Orwell (Pierre Christin – Sébastien Verdier – Editions Dargaud)

« Big Brother is watching you. » Tout le monde connaît ce slogan inquiétant. Il est tiré du roman d’anticipation « 1984 », écrit par l’écrivain britannique George Orwell en 1948, trois ans après un autre best-seller, « La ferme des animaux », qui était lui aussi une satire féroce des régimes autoritaires. Plusieurs décennies avant l’invention de l’Internet et des réseaux sociaux, « 1984 » dénonçait déjà les dérives possibles de la société de l’information et les dangers du détournement des données personnelles, notamment par le biais de la redoutable « Police de la Pensée ». L’adjectif « orwellien » est d’ailleurs entré dans le dictionnaire pour désigner tout ce qui est de caractère totalitaire et manipulant l’information. Récemment, on a pu dire de la société Cambridge Analytica, par exemple, qu’elle menait des activités « orwelliennes ». Mais si le nom de George Orwell est passé à la postérité bien malgré lui, se souvient-on vraiment de l’homme qui se cache derrière ce pseudonyme? Né sous le nom d’Eric Blair dans l’Inde britannique en 1903, l’écrivain a vécu une véritable vie de roman. Même s’il appartient à ce qu’il appelle « la frange inférieure de la classe moyenne supérieure », cet esprit brillant est formé dans les écoles les plus prestigieuses, d’abord Saint Cyprian puis Eton, dans lesquelles il se retrouve confronté de plein fouet aux inégalités sociales. Le jeune Eric semble bien parti pour poursuivre ses études à Oxford, mais la vie de bureau n’est pas faite pour lui: il s’engage d’abord dans la police birmane, avant de partir combattre le franquisme aux côtés des républicains durant la guerre d’Espagne. A son retour au Royaume-Uni, il devient journaliste et multiplie les articles plaidant pour plus de justice sociale. Révolté permanent, il n’hésite jamais à payer de sa personne lors de ses reportages de terrain, allant même jusqu’à vivre dans la rue avec des sans-abris…
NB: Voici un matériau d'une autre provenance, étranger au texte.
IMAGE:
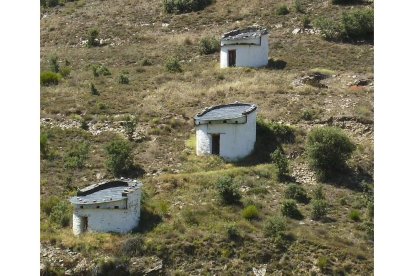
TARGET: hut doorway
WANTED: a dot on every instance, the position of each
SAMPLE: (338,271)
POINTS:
(232,58)
(215,145)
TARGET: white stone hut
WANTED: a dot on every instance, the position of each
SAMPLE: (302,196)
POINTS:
(227,130)
(247,47)
(111,206)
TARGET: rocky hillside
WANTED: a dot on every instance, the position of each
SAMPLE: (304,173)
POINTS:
(185,229)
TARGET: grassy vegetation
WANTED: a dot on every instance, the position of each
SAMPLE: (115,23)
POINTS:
(184,220)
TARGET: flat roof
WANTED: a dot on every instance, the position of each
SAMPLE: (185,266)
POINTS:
(226,111)
(108,191)
(246,33)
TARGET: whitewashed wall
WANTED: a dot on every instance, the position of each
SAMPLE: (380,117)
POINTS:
(108,219)
(247,55)
(236,140)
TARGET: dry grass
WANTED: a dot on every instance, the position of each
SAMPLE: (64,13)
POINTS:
(192,232)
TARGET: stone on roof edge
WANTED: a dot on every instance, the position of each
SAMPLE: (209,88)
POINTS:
(252,108)
(263,31)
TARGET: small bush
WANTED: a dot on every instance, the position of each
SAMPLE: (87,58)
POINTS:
(318,193)
(94,91)
(65,71)
(209,45)
(46,205)
(306,22)
(282,10)
(290,209)
(119,154)
(44,147)
(185,6)
(133,247)
(330,29)
(328,149)
(307,115)
(77,155)
(61,214)
(123,79)
(359,23)
(319,209)
(53,64)
(232,232)
(275,227)
(146,62)
(228,192)
(48,78)
(173,65)
(299,6)
(281,162)
(297,193)
(250,212)
(129,127)
(100,70)
(322,263)
(93,38)
(355,215)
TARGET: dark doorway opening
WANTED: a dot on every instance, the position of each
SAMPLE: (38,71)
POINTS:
(232,58)
(84,224)
(215,145)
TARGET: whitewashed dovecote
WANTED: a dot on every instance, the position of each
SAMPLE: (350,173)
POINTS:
(111,206)
(247,47)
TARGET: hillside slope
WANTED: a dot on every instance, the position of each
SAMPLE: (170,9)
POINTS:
(184,227)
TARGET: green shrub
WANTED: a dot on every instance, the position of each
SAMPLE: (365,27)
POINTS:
(185,6)
(322,263)
(93,38)
(250,212)
(65,71)
(100,70)
(296,192)
(46,205)
(359,23)
(306,22)
(275,227)
(319,209)
(330,29)
(173,65)
(123,79)
(232,232)
(44,147)
(318,193)
(299,6)
(282,10)
(328,149)
(77,155)
(228,192)
(49,78)
(209,45)
(146,62)
(53,64)
(119,154)
(129,127)
(133,247)
(94,91)
(307,115)
(61,214)
(355,215)
(290,209)
(281,162)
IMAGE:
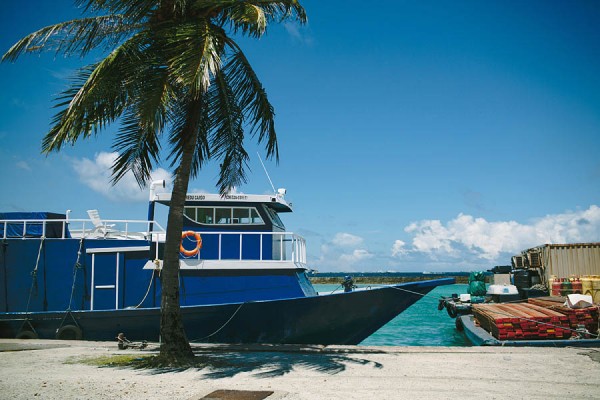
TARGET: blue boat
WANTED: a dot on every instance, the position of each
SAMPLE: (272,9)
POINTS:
(243,278)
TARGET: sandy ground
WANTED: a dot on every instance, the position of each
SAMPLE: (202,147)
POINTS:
(48,369)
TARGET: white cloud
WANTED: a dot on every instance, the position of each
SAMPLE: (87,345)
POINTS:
(96,174)
(356,256)
(342,253)
(346,240)
(488,240)
(398,248)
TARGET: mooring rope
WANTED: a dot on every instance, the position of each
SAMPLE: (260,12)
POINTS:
(148,290)
(222,326)
(34,274)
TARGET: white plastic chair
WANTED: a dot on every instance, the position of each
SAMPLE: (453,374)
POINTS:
(99,225)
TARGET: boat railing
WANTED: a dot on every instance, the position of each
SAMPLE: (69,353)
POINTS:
(80,228)
(259,246)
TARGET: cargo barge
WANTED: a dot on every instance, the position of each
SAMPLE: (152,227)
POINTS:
(531,301)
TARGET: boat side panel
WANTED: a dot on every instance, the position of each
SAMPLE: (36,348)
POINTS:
(217,287)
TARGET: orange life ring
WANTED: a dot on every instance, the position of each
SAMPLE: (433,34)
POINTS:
(195,250)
« Orwell » est la première biographie dessinée consacrée à l’auteur de « 1984 » et de « La ferme des animaux ». On peut s’en étonner en découvrant le parcours extraordinaire de George Orwell, car il s’agissait non seulement d’un grand écrivain engagé politiquement, mais aussi et surtout d’un homme en avance sur son temps. Avec le recul, on peut même dire que cet être un peu mystérieux, que ses amis qualifiaient d’anarchiste tory, était un visionnaire. Big Brother et la novlangue, apparus dans « 1984 », font plus que jamais partie de notre société moderne, faite de « fake news » et de détournements du langage. Pour oser s’attaquer au mythe Orwell, il fallait forcément un scénariste comme Pierre Christin. A 80 ans, l’auteur de « Valérian » a tenu à rendre hommage à un homme qui n’a cessé de l’inspirer tout au long de sa carrière. Il retrace son parcours de manière classique mais passionnante, avec comme très bonne trouvaille d’insérer dans son récit des véritables extraits des livres de George Orwell. On peut dire la même chose des dessins de Sébastien Verdier: eux aussi sont classiques mais efficaces, même si on peut regretter le choix du noir et blanc, qui n’apporte pas de véritable valeur ajoutée dans ce cas-ci. Heureusement, ses planches sont agrémentées par endroits de quelques touches de couleur. Et puis surtout, il y a plusieurs grands noms de la BD qui viennent mettre leur grain de sable, puisque des auteurs de la trempe d’André Juillard, Olivier Balez, Manu Larcenet, Blutch, Juanjo Guarnido et Enki Bilal s’immiscent dans les pages de cet album décidément étonnant. Un bel hommage à un grand journaliste, romancier et visionnaire, sans doute trop méconnu de ce côté-ci de la Manche.